A powerful ocean storm will develop off the East Coast today, but it will move just far enough to the east that most areas will escape heavy snow. The one exception will likely be Cape Cod where over 6″ could fall as the northwestern edge of the heavy precipitation shield scrapes far southeastern MA tonight. This post will briefly outline what to expect from this system and why this won’t end up being a bigger storm for the Northeast.
It’s easy to see each element of the system coming together on GOES-East WV imagery this morning. The big swirl over the Great Lakes is the primary upper level low while the secondary disturbance that will actually form the storm is located a little northwest of the orange spot near GA/SC. South of that secondary disturbance, the subtropical jet stream has plenty of moisture available to be drawn northward as the storm develops later today. At first glance, it would seem as though all the ingredients are in place for a major storm in the Northeast. Why won’t that happen?
Here’s a look at the ECMWF’s upper level forecast for this afternoon. Some key features are marked out in red, blue, and purple. The blue feature is the disturbance responsible for actually creating the storm. Notice how it’s a bit too shallow and a bit too far east for a big storm. That’s because the other features marked on the map, responsible for slowing the system down and pushing it back to the west, are all either too weak to push very hard, or are too far east and thus can’t push hard enough to give us a snowstorm.
So what will happen? Hourly forecasts from the ECMWF show a broad area of weak precip developing over western parts of the Northeast and northern parts of the Mid-Atlantic this afternoon as the primary low weakens and the secondary low offshore takes over. That precip will fall mostly as rain south of Central PA, and mostly as snow in Northern PA/Central NY/western New England. Bands of moderate to heavy snow will impact Cape Cod and the surrounding islands later tonight into tomorrow morning before departing midday tomorrow.
If you look carefully near the bottom right of the animation, you’ll see the center of the storm moving quickly east-northeast. Notice the number that appears near the storm’s center as it moves. This is the system’s minimum central pressure, a measure of its intensity. This system is forecast to strengthen until it has a minimum central pressure of ~960 mb which puts it on the higher end of the storms we typically find along the East Coast in the winter.

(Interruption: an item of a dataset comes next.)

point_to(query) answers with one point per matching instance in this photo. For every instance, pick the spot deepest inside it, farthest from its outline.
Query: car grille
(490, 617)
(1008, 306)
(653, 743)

Why does the strength of the storm matter if it’s going to move too far east to give (most of) us heavy snow?
The loop above provides the answer. While the storm will be too far offshore for heavy snow (except for Cape Cod), its intensification will support gusty winds across the Northeast tomorrow. Gusts will be highest in eastern MA, and wind damage to trees/power lines should be confined to that area. However, pretty much the whole northeast will see gusts in the 25-35 mph range which is certainly enough to be annoying even if it doesn’t knock the power out.
Winds will subside as the storm moves east on Sunday.